Les équipes locales sont animées par une ou un agent de développement dont le rôle est d’assurer la réalisation des plans de réussite et de soutenir la mobilisation de l’ensemble des acteurs sur une base active et continue. Quelques personnels enseignants assurent une présence stable au sein des équipes locales. L’agente ou l’agent de développement collabore avec les membres de l’équipe-école dans le cadre de la définition des moyens des plans de réussite. Elle ou il assure ainsi un relais et un transfert de l’information entre l’équipe locale et l’équipe-école. Les personnels enseignants qui s’engagent de manière récurrente dans le cadre des réunions des équipes locales ainsi que les directions d’école favorisent aussi cette articulation. La présence des agentes et des agents de développement à des tables territoriales permet, par ailleurs, le rayonnement de FECRE dans le milieu. Ce sont les plans de réussite des écoles, définis, mis en oeuvre et évalués par les membres des équipes locales, qui catalysent, matérialisent, donnent ancrage et permettent le vaste déploiement des pratiques collaboratives. C’est autour de ces dispositifs que sont les plans de réussite que sera axée notre analyse.
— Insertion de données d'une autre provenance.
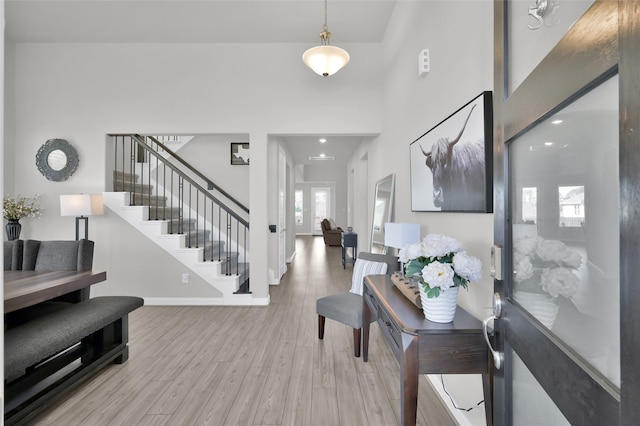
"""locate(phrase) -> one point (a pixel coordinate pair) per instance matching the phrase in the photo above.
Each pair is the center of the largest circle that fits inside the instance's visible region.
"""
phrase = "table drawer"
(391, 332)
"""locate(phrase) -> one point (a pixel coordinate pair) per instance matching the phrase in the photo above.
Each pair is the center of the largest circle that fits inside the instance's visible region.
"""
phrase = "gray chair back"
(60, 256)
(12, 254)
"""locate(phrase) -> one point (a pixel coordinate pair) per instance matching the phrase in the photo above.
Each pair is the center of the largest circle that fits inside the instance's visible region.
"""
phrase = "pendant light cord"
(325, 27)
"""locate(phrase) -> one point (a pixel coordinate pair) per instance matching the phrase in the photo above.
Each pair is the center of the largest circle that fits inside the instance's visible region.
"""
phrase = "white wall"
(459, 36)
(81, 92)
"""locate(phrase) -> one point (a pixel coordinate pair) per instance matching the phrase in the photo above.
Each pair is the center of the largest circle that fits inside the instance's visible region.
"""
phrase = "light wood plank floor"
(250, 365)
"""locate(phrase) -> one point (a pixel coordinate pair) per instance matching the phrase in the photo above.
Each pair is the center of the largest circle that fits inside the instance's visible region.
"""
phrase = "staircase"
(159, 199)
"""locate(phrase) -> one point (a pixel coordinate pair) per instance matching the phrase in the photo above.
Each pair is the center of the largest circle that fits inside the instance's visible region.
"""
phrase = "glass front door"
(558, 207)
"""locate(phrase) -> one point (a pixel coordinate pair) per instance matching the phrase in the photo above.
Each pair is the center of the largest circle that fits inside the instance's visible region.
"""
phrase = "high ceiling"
(206, 21)
(188, 21)
(304, 146)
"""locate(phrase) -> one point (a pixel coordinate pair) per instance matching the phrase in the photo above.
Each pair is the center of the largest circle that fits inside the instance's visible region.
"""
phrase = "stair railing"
(176, 197)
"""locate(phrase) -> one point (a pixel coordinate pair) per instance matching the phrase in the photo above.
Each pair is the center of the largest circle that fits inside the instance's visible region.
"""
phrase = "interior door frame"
(315, 189)
(613, 49)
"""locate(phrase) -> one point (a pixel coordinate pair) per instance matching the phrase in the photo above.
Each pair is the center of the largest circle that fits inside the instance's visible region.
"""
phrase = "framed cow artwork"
(452, 163)
(239, 154)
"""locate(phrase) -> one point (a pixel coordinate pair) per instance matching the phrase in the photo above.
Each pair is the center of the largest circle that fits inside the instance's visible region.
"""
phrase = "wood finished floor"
(250, 365)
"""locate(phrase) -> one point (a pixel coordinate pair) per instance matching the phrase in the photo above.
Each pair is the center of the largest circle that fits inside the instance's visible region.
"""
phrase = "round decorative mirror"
(57, 160)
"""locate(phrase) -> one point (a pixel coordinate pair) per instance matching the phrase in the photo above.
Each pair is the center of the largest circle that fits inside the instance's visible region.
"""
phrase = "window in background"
(571, 206)
(529, 205)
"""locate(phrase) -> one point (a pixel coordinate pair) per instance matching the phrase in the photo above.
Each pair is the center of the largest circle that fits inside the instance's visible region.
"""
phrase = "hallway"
(192, 365)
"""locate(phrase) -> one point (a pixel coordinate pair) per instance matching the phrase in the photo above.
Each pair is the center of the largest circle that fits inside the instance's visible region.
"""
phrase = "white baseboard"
(238, 300)
(475, 417)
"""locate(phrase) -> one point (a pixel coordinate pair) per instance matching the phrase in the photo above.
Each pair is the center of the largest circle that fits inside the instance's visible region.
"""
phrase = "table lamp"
(400, 235)
(81, 206)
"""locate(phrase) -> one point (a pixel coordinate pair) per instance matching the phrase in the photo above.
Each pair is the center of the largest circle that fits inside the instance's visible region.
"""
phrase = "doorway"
(320, 206)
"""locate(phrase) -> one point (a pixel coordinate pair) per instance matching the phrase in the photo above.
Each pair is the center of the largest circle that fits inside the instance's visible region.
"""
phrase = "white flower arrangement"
(16, 208)
(547, 265)
(440, 263)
Les plans de réussite : des dispositifs structurants fondés sur une logique écosystémique

Avant de parler de ce qui caractérise les plans de réussite, nous traitons de la notion de dispositif. Ce dernier peut être défini comme une structure, une instance ou un ensemble de paramètres de nature structurelle et structurale qui organisent l’action et l’interaction sociale et qui sont façonnés et s’actualisent par et autour d’interactions stables ou de réseaux sociaux (Chambon et Proux, 1998; Foudriat et Immel, 2003). Pour ces auteurs, un dispositif de nature structurante soutient de façon effective la mobilisation et l’engagement d’acteurs sur une base collective. En tant que dispositifs structurants, les plans de réussite sont conçus dans une logique foncièrement écosystémique. Ils sont répartis en cinq sections, considérées comme des cibles globales et désignant les systèmes suivants : l’enfant, la famille, la classe, l’école et la communauté. Les intervenants mobilisés dans le cadre de FECRE visent à potentialiser l’effet de facteurs de protection. Dans une perspective écosystémique d’orientations contextuelle et socioculturelle, ces derniers sont considérés comme des ressources culturelles, relationnelles et symboliques qui sont construites par le biais d’échanges et d’interactions et dont le sens dépend du contexte dans lequel ils s’actualisent (Lerner, 2006). L’exploitation de ressources potentielles et leur développement dépendent des interactions qui s’exercent entre les acteurs. Les facteurs de protection sont une composante centrale des plans de réussite et ainsi des pratiques collaboratives et de l’engagement parental. Comme l’illustre le tableau 1, trois facteurs (de protection) sont associés à chacune des cinq cibles (systèmes). Il s’agit de déterminants que la documentation scientifique associe fortement à la réussite scolaire ou éducative (Lefebvre, Terrisse et Blain, 2003).

Tableau 1

Répartition des facteurs en fonction des cibles[15]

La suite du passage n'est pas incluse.